Ma says what a wonderful world we live in, adding she feels that here deep in the heart of Somerset the pagan element is often in control.
Much of the world is covered in green, it is the silver lining of life. The colour of nature in all its wondrous shades, from brilliant emerald to the delicate magic and softness of misty shadows that make up the diversity of blends of green on earth. The green-flowered Euphorbia amygdaloides var. robbiae, brought back by Ma’s husband’s great-grandmother from Turkey a hundred or so years ago, when she was travelling after her husband’s death in the east. She spotted by the roadside, this Euphorbia; she told her dragaman to dismount and fetch the plant, as they had used up all their plant containers. For safe keeping, she stowed the plant in her bonnet, after which it was always known as Mrs Robb’s Bonnet.

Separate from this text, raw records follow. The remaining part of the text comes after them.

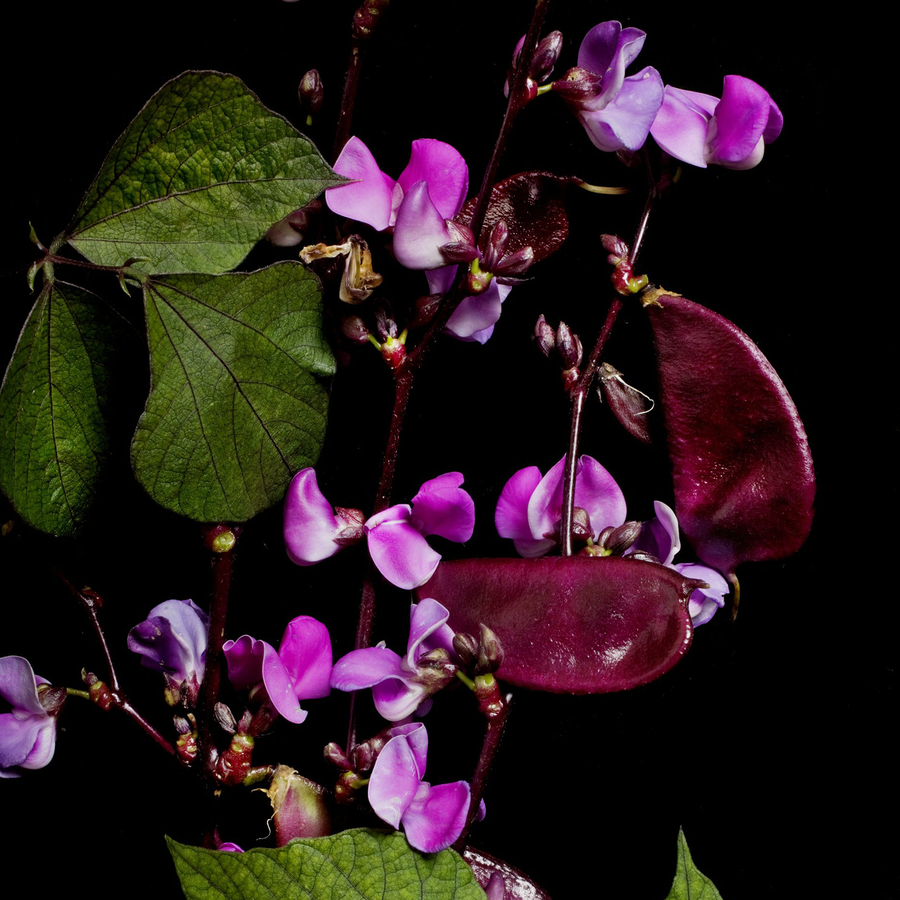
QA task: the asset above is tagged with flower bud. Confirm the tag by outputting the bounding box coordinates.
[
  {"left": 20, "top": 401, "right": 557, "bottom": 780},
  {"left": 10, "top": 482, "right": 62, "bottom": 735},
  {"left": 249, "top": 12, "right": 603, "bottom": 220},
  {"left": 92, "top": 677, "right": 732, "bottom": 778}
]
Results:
[
  {"left": 298, "top": 69, "right": 323, "bottom": 116},
  {"left": 334, "top": 507, "right": 367, "bottom": 545},
  {"left": 531, "top": 31, "right": 563, "bottom": 84},
  {"left": 556, "top": 321, "right": 582, "bottom": 369},
  {"left": 475, "top": 624, "right": 504, "bottom": 676},
  {"left": 534, "top": 314, "right": 556, "bottom": 357},
  {"left": 374, "top": 302, "right": 398, "bottom": 342},
  {"left": 341, "top": 315, "right": 370, "bottom": 345},
  {"left": 570, "top": 506, "right": 593, "bottom": 542},
  {"left": 452, "top": 631, "right": 479, "bottom": 669},
  {"left": 265, "top": 765, "right": 331, "bottom": 844},
  {"left": 214, "top": 702, "right": 237, "bottom": 734},
  {"left": 480, "top": 220, "right": 509, "bottom": 272},
  {"left": 36, "top": 684, "right": 67, "bottom": 718},
  {"left": 602, "top": 520, "right": 643, "bottom": 555},
  {"left": 439, "top": 220, "right": 478, "bottom": 263},
  {"left": 324, "top": 741, "right": 353, "bottom": 771},
  {"left": 493, "top": 245, "right": 534, "bottom": 277}
]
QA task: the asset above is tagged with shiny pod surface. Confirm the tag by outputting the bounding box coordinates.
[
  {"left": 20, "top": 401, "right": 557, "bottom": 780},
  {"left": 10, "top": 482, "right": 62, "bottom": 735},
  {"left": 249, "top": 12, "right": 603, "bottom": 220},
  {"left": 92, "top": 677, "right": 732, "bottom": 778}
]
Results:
[
  {"left": 419, "top": 556, "right": 695, "bottom": 694},
  {"left": 646, "top": 294, "right": 815, "bottom": 575}
]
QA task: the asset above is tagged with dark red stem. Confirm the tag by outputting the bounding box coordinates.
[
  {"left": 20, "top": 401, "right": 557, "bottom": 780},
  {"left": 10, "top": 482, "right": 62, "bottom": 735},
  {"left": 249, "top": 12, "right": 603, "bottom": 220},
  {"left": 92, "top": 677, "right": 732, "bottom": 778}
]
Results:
[{"left": 560, "top": 159, "right": 659, "bottom": 556}]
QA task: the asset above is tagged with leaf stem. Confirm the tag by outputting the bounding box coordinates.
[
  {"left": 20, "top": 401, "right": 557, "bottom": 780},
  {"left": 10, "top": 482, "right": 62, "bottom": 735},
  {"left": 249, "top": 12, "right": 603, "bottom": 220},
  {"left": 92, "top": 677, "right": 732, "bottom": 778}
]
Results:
[{"left": 560, "top": 154, "right": 659, "bottom": 556}]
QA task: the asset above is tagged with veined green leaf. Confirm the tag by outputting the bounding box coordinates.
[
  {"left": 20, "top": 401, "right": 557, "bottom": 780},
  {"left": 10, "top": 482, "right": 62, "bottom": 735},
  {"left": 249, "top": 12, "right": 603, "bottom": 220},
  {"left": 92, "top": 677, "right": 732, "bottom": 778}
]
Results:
[
  {"left": 167, "top": 829, "right": 486, "bottom": 900},
  {"left": 66, "top": 71, "right": 344, "bottom": 275},
  {"left": 132, "top": 263, "right": 333, "bottom": 522},
  {"left": 0, "top": 281, "right": 124, "bottom": 536},
  {"left": 665, "top": 829, "right": 724, "bottom": 900}
]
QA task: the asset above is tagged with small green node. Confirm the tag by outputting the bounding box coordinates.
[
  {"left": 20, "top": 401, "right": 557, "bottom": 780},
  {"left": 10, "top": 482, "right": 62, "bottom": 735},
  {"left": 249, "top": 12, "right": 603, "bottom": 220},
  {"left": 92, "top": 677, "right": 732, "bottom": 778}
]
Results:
[{"left": 212, "top": 530, "right": 237, "bottom": 553}]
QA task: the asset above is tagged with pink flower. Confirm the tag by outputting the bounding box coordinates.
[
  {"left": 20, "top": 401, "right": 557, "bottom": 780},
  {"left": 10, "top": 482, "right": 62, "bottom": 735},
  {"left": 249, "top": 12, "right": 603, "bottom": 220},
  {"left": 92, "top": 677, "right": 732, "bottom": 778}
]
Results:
[
  {"left": 284, "top": 469, "right": 475, "bottom": 590},
  {"left": 650, "top": 75, "right": 783, "bottom": 170},
  {"left": 0, "top": 656, "right": 60, "bottom": 778},
  {"left": 326, "top": 136, "right": 468, "bottom": 270},
  {"left": 223, "top": 617, "right": 332, "bottom": 724}
]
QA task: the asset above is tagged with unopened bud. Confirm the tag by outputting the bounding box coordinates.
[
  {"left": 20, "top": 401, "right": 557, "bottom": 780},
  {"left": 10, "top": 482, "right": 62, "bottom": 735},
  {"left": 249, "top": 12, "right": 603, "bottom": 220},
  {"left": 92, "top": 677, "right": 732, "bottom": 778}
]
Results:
[
  {"left": 535, "top": 314, "right": 556, "bottom": 356},
  {"left": 453, "top": 632, "right": 479, "bottom": 669},
  {"left": 600, "top": 233, "right": 629, "bottom": 264},
  {"left": 475, "top": 624, "right": 504, "bottom": 675},
  {"left": 324, "top": 742, "right": 353, "bottom": 771},
  {"left": 440, "top": 220, "right": 478, "bottom": 264},
  {"left": 298, "top": 69, "right": 323, "bottom": 116},
  {"left": 341, "top": 315, "right": 370, "bottom": 345},
  {"left": 571, "top": 506, "right": 593, "bottom": 542},
  {"left": 215, "top": 702, "right": 237, "bottom": 734},
  {"left": 494, "top": 245, "right": 534, "bottom": 277},
  {"left": 556, "top": 321, "right": 582, "bottom": 369},
  {"left": 412, "top": 292, "right": 442, "bottom": 328},
  {"left": 480, "top": 220, "right": 510, "bottom": 272},
  {"left": 603, "top": 520, "right": 642, "bottom": 555},
  {"left": 37, "top": 684, "right": 67, "bottom": 717},
  {"left": 374, "top": 302, "right": 397, "bottom": 342},
  {"left": 531, "top": 31, "right": 563, "bottom": 83}
]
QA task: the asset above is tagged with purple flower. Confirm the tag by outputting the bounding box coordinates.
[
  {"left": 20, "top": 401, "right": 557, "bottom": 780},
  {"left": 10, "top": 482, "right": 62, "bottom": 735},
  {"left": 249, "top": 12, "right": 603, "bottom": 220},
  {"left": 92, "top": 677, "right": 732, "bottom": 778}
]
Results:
[
  {"left": 326, "top": 136, "right": 469, "bottom": 270},
  {"left": 650, "top": 75, "right": 783, "bottom": 170},
  {"left": 630, "top": 501, "right": 729, "bottom": 625},
  {"left": 0, "top": 656, "right": 58, "bottom": 778},
  {"left": 495, "top": 455, "right": 627, "bottom": 557},
  {"left": 426, "top": 265, "right": 513, "bottom": 345},
  {"left": 330, "top": 598, "right": 458, "bottom": 721},
  {"left": 554, "top": 21, "right": 663, "bottom": 153},
  {"left": 284, "top": 469, "right": 475, "bottom": 590},
  {"left": 368, "top": 722, "right": 471, "bottom": 853},
  {"left": 127, "top": 599, "right": 209, "bottom": 706},
  {"left": 223, "top": 616, "right": 332, "bottom": 724}
]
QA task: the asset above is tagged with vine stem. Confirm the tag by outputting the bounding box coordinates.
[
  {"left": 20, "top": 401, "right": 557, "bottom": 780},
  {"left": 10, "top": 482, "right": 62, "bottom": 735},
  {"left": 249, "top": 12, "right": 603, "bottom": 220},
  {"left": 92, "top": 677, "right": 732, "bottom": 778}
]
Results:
[
  {"left": 197, "top": 525, "right": 242, "bottom": 778},
  {"left": 52, "top": 569, "right": 175, "bottom": 756},
  {"left": 560, "top": 155, "right": 659, "bottom": 556}
]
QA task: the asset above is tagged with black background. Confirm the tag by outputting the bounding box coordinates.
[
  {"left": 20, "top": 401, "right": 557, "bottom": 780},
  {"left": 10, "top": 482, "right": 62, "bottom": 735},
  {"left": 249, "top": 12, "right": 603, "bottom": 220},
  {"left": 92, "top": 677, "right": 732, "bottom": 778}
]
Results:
[{"left": 1, "top": 3, "right": 889, "bottom": 899}]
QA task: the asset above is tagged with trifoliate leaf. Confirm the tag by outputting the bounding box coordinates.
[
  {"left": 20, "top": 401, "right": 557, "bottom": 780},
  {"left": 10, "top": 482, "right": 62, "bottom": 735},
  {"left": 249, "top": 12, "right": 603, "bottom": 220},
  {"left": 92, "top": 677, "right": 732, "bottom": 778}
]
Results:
[
  {"left": 0, "top": 280, "right": 125, "bottom": 536},
  {"left": 665, "top": 829, "right": 724, "bottom": 900},
  {"left": 132, "top": 263, "right": 333, "bottom": 522},
  {"left": 167, "top": 829, "right": 487, "bottom": 900},
  {"left": 66, "top": 71, "right": 345, "bottom": 275}
]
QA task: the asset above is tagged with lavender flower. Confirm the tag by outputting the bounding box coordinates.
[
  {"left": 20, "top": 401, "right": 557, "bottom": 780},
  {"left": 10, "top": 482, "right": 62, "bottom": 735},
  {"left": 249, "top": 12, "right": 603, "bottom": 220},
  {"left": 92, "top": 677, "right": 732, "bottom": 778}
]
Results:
[
  {"left": 368, "top": 722, "right": 471, "bottom": 853},
  {"left": 325, "top": 136, "right": 468, "bottom": 270},
  {"left": 127, "top": 598, "right": 209, "bottom": 706},
  {"left": 285, "top": 469, "right": 475, "bottom": 590},
  {"left": 553, "top": 20, "right": 663, "bottom": 153},
  {"left": 223, "top": 616, "right": 332, "bottom": 724},
  {"left": 630, "top": 501, "right": 729, "bottom": 625},
  {"left": 0, "top": 656, "right": 60, "bottom": 778},
  {"left": 650, "top": 75, "right": 783, "bottom": 170},
  {"left": 330, "top": 598, "right": 459, "bottom": 721},
  {"left": 495, "top": 455, "right": 627, "bottom": 557}
]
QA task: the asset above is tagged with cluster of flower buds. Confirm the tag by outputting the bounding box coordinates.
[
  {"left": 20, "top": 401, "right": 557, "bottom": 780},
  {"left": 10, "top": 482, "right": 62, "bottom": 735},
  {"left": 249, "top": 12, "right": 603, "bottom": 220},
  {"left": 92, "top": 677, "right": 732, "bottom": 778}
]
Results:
[
  {"left": 581, "top": 520, "right": 643, "bottom": 558},
  {"left": 440, "top": 219, "right": 534, "bottom": 293},
  {"left": 534, "top": 314, "right": 583, "bottom": 391},
  {"left": 601, "top": 234, "right": 648, "bottom": 296},
  {"left": 506, "top": 30, "right": 563, "bottom": 100},
  {"left": 452, "top": 624, "right": 506, "bottom": 719}
]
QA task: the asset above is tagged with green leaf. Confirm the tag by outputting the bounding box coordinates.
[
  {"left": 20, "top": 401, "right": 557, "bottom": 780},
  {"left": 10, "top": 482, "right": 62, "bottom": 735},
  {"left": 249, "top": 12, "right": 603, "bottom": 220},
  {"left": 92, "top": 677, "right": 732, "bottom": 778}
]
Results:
[
  {"left": 0, "top": 280, "right": 124, "bottom": 536},
  {"left": 665, "top": 829, "right": 725, "bottom": 900},
  {"left": 65, "top": 71, "right": 344, "bottom": 275},
  {"left": 132, "top": 262, "right": 333, "bottom": 522},
  {"left": 167, "top": 829, "right": 487, "bottom": 900}
]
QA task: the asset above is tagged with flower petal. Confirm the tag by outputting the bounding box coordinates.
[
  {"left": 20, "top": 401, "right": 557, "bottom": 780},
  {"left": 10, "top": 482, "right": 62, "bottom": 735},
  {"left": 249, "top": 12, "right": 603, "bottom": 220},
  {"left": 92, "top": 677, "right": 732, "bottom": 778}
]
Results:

We had this week to stay, a charming German girl. She had written whilst working at Wisley, a dissertation on perennials, a close study researching longevity and the spread of ornamental herbaceous perennials. We were glad we didn’t live in Germany, not only because of the climate, but because of the wolves who after 150 years, had migrated from Russia, through Poland into Germany, where there are now over 50 packs. They would make short shift of a small Pekingese such as me!
The mulberry tree Morus nigra which Mother planted years ago is now about 20 feet tall, where it grows in the Inner Court. This year it is laden with its bitter-sweet fruit, which the birds love, as does Mother. The mulberry tree has been grown in Asia since remote times, less on account of its fruit, than for its leaves, upon which silkworms feed. Silk of better quality however, is produced by silk worms fed upon the white mulberry Morus alba. The first tree was probably planted in England in 1548 at Sion House in London.
Where you live and what you do casts its influence over you. How easy on the eye is the lush green of our beloved Somerset, in which we live.